For those with lower-risk disease (estimated risk of recurrence at five years <30 percent) or those who do not meet the pathologic criteria for intermediate-high or high risk of disease recurrence, we offer active surveillance after nephrectomy.

●Advanced or metastatic clear cell RCC – Most treatment-naïve patients with advanced or metastatic clear cell RCC receive systemic therapy with immunotherapy and/or molecularly targeted therapy (algorithm 2). Systemic therapy is initiated promptly in most patients with substantial disease burden. Active surveillance may be offered to asymptomatic patients with favorable-risk disease (table 2) and limited disease burden to determine the pace of disease. Clinical trials are encouraged if available. (See 'General treatment approach' above and "Systemic therapy of advanced clear cell renal carcinoma", section on 'Active surveillance'.)

•Preferred options for immunotherapy-based combination regimens include nivolumab plus ipilimumab (table 3), pembrolizumab plus axitinib, nivolumab plus cabozantinib, and lenvatinib plus pembrolizumab.

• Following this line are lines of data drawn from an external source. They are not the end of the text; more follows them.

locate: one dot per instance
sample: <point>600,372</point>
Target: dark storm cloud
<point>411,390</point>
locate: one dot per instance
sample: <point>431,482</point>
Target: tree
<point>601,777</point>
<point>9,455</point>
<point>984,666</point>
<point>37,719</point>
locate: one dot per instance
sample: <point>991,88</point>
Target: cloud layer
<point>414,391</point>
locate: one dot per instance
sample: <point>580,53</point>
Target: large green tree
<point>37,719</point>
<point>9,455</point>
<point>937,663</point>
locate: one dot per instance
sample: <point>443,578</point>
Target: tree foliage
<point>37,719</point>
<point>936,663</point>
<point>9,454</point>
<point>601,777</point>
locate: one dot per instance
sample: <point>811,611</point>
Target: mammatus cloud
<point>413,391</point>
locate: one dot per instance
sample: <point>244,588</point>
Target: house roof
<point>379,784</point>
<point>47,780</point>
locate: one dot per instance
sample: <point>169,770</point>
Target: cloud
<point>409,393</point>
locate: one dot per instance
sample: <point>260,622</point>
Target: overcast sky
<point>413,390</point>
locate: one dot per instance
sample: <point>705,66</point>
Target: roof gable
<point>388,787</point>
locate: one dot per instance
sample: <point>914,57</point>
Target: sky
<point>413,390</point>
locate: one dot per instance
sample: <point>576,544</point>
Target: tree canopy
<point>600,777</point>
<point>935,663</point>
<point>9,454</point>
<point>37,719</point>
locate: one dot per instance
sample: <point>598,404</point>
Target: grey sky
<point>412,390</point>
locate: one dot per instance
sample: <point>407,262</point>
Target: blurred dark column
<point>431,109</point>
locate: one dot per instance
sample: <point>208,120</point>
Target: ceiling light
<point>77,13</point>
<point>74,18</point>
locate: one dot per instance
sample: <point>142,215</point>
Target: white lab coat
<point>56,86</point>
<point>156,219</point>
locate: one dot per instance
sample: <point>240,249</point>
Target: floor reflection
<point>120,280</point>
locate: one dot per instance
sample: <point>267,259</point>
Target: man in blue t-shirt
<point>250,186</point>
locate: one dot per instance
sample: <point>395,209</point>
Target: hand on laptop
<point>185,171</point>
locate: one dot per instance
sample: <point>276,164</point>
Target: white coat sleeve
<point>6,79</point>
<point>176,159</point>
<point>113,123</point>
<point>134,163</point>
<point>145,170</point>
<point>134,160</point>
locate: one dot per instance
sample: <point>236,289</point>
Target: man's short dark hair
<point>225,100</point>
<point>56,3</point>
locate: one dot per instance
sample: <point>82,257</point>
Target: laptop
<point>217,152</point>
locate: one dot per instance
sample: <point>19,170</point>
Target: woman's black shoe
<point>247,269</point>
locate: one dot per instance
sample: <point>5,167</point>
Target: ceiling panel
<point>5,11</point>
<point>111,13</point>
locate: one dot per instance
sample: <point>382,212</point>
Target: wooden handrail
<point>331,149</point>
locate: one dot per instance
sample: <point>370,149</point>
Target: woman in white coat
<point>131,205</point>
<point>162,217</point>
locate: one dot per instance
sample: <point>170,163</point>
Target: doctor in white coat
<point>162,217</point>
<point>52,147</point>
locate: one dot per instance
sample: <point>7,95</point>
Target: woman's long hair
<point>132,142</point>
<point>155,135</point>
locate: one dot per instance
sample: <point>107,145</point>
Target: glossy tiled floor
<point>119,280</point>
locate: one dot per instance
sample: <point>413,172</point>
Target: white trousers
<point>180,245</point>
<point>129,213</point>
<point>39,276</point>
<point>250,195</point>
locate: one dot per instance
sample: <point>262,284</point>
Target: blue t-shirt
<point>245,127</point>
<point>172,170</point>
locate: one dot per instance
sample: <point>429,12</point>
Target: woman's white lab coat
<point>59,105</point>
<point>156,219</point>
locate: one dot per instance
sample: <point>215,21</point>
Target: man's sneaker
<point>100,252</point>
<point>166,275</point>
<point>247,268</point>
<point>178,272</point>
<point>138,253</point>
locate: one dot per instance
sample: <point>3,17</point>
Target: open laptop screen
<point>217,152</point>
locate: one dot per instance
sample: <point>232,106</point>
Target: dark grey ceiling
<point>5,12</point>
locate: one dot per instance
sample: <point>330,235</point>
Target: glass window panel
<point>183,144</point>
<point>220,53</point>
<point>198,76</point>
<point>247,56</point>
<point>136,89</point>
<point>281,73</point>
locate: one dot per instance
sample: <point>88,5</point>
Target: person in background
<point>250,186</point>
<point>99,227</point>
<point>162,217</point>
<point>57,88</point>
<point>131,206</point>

Other available options include avelumab plus axitinib. (See "Systemic therapy of advanced clear cell renal carcinoma", section on 'Selection of initial therapy'.)

•For patients who are ineligible for immunotherapy-based combinations, we offer antiangiogenic therapy with inhibitors of the vascular endothelial growth factor (VEGF) pathway. (See "Antiangiogenic and molecularly targeted therapy for advanced or metastatic clear cell renal carcinoma", section on 'Preferred VEGFR inhibitors'.)

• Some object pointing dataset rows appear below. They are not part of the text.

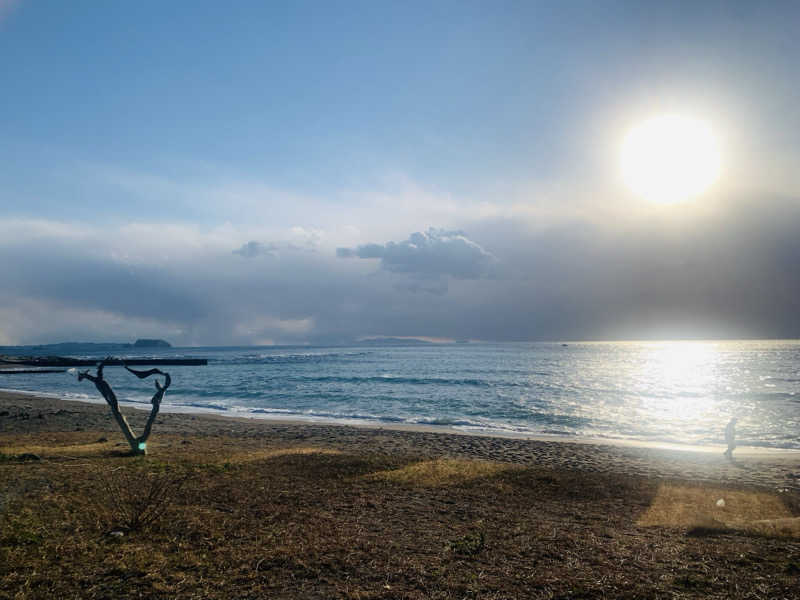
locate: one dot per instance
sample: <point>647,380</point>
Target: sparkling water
<point>676,392</point>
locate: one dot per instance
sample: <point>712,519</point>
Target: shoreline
<point>24,415</point>
<point>791,454</point>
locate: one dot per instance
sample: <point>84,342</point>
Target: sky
<point>230,173</point>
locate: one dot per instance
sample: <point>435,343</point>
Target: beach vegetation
<point>317,520</point>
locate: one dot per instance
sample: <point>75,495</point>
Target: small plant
<point>134,499</point>
<point>468,545</point>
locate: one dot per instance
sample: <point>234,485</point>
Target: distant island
<point>148,343</point>
<point>390,341</point>
<point>63,348</point>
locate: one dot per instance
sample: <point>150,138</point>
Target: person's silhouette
<point>730,437</point>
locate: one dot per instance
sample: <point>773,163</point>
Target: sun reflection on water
<point>676,383</point>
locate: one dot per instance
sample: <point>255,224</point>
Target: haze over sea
<point>674,392</point>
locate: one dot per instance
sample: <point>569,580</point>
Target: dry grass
<point>694,506</point>
<point>442,472</point>
<point>259,521</point>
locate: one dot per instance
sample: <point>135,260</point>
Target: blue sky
<point>143,144</point>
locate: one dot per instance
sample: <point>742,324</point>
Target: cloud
<point>252,249</point>
<point>430,255</point>
<point>669,272</point>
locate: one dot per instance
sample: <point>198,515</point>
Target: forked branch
<point>138,444</point>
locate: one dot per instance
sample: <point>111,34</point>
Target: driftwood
<point>138,444</point>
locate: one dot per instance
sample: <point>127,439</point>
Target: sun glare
<point>670,158</point>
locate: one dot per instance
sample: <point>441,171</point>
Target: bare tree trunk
<point>138,444</point>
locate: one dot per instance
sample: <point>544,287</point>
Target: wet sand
<point>22,414</point>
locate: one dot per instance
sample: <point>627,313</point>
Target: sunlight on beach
<point>442,472</point>
<point>718,509</point>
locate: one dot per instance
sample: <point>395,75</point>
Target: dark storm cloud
<point>432,254</point>
<point>728,272</point>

•For patients who relapse on immunotherapy and/or molecularly targeted agents, the choice of subsequent therapy is dependent on prior therapy received. (See "Systemic therapy of advanced clear cell renal carcinoma", section on 'Treatment approach for subsequent therapy'.)

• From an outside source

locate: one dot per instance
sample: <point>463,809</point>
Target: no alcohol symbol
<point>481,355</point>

●Adjuvant therapy after metastasectomy – For patients with metastatic clear cell RCC treated with nephrectomy and fully resected oligometastatic disease, we suggest one year of adjuvant pembrolizumab rather than observation (Grade 2C). (See 'Adjuvant therapy after metastasectomy' above.)

●Brain metastases – For patients with treatment-naïve brain metastases, we offer surgery and/or radiation therapy prior to initiation of antiangiogenic therapy and/or immunotherapy, due to the potential hemorrhagic nature of untreated tumors. Nivolumab plus ipilimumab (table 3) remains an option for patients with active or treated asymptomatic brain metastases and with clinical indications for immunotherapy to treat extracranial disease, but the efficacy and safety of this approach remain investigational. (See 'Brain metastases, treatment naïve' above.)

●Cytoreductive nephrectomy – Removal of the primary tumor (cytoreductive or debulking nephrectomy) may be indicated prior to initiating systemic therapy in select patients (eg, good performance status, 75 percent debulking possible, no symptomatic metastatic disease). (See "Role of surgery in patients with metastatic renal cell carcinoma", section on 'Cytoreductive nephrectomy'.)

●Non-clear cell RCC – The treatment approach to patients with metastatic non-clear cell RCCs is varied and tailored to the histologic subtype and pathologic and molecular features of the tumor. (See "The treatment of advanced non-clear cell renal carcinoma".)

●Renal cell carcinoma with sarcomatoid features – Renal cell carcinoma with sarcomatoid features, or sarcomatoid RCC, can be seen in both clear cell and non-clear cell histologies. Advanced or metastatic sarcomatoid RCC is responsive to immunotherapy-based regimens. (See "Renal cell carcinoma with sarcomatoid features".)